Michael David Kighley Baxandall was born in Cardiff, where his father was a curator at the National Museum of Wales. He attended the Manchester Grammar School in England after his father became director of the Manchester City Galleries in 1945, a position that would lead to his appointment as the director of the National Gallery of Scotland in 1952.
Michael Baxandall studied English under the literary critic F. R. Leavis at Downing College, Cambridge, but abandoned plans to teach English and headed for the Continent, where he spent a year at the University of Pavia in Italy. After teaching at a private school in St. Gallen, Switzerland, he went to Munich, where he attended lectures by the art historian Hans Sedlmayr and studied the art of the court of Urbino with Ludwig Heydenreich at the Institute for Art History.
In 1958 he went to London and began a long association with the Warburg Institute, known for its broad approach to cultural history. Initially Mr. Baxandall worked on the institute’s photographic collection. Under Ernst Gombrich, he then began writing a doctoral dissertation, never completed, on an unusual topic: decorum and restraint in Renaissance behavior.
In 1963 he married Kathrin Simon, known as Kay. In addition to his wife, his survivors include their children, Thomas, of Little Tew, England, and Lucy Baxandall of Oxford, England; and two grandchildren.
In 1961 Mr. Baxandall was appointed assistant keeper in the department of architecture and sculpture at the Victoria and Albert Museum, where he worked for four years on German sculpture before returning as a lecturer to the Warburg Institute. There he wrote his first book, “Giotto and the Orators,” on the language that Renaissance humanists used to describe art.
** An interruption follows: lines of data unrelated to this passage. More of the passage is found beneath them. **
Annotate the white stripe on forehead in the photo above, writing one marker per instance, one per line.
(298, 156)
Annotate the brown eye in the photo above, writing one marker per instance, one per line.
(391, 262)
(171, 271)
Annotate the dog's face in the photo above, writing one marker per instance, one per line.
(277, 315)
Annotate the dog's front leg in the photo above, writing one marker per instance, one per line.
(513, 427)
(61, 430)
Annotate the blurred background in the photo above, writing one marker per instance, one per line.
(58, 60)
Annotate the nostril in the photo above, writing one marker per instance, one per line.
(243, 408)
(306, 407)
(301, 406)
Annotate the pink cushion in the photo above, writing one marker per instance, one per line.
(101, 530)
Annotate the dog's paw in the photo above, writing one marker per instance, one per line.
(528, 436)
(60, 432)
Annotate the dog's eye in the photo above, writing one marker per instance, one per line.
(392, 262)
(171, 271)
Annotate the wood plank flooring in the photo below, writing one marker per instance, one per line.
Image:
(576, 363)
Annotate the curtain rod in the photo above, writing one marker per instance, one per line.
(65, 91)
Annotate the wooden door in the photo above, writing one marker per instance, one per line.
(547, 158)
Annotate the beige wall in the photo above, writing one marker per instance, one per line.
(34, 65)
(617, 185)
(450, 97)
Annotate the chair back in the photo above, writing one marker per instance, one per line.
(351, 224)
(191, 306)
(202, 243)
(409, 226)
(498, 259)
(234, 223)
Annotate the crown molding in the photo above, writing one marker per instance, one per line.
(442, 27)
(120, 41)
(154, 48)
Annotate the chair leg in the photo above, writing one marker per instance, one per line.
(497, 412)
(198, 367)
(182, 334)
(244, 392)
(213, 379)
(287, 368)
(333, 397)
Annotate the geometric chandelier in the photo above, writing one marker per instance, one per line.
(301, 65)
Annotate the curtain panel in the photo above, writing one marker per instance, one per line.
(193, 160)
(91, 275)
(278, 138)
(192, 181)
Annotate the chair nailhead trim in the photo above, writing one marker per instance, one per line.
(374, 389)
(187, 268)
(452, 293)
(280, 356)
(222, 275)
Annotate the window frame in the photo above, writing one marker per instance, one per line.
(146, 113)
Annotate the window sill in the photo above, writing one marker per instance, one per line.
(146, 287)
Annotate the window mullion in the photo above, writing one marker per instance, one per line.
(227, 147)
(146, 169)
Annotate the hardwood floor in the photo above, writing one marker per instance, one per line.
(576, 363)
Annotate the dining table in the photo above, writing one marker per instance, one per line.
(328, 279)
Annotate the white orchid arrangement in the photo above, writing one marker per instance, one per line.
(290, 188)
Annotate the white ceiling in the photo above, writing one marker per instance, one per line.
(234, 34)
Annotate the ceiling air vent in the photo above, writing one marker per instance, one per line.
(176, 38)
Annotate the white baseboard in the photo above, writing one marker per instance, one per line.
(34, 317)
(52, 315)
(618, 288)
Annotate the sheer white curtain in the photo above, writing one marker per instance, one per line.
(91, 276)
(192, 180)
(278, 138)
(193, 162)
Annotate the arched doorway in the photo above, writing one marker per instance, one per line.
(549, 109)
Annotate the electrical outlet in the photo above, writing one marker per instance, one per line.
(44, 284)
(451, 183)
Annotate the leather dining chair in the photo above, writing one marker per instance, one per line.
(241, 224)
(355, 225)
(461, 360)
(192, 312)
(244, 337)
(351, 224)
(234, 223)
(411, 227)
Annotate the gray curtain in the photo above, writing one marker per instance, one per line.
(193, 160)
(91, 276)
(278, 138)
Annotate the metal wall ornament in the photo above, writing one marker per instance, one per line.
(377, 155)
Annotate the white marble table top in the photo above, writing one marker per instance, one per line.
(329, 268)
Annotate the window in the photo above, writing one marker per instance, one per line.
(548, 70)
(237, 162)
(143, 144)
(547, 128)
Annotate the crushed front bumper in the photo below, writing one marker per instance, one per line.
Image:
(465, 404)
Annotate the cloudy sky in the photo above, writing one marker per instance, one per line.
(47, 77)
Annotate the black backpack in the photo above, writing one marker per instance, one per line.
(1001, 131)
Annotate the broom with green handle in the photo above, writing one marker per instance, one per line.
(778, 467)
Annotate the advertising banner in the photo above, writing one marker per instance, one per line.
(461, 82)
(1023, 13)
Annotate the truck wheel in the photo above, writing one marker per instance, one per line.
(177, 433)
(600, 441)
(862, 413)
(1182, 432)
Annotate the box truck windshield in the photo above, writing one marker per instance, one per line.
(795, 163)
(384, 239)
The book, followed a year later by “Painting and Experience in Renaissance Italy,” established him as one of the leading art historians of his generation, a reputation ratified by his next book, “The Limewood Sculptors of Renaissance Germany” (1980). In that work Mr. Baxandall subjected the internal properties of limewood to a detailed analysis that became a metaphor for the social, cultural and religious tensions of the period.
Mr. Baxandall was appointed Slade professor of fine art at Oxford in 1974 and accepted a lectureship at the University of London in 1981. Beginning in the 1980s he taught mostly in the United States, first at Cornell University, where he was a professor at large, and later at the University of California, Berkeley, where he was a professor of art history until his retirement in 1996.
Mr. Baxandall’s other books include “Patterns of Intention: On the Historical Explanation of Pictures” (1985), “Shadows and Enlightenment” (1995) and “Words for Pictures” (2003). With Svetlana Alpers, he also wrote “Tiepolo and the Pictorial Intelligence” (1994).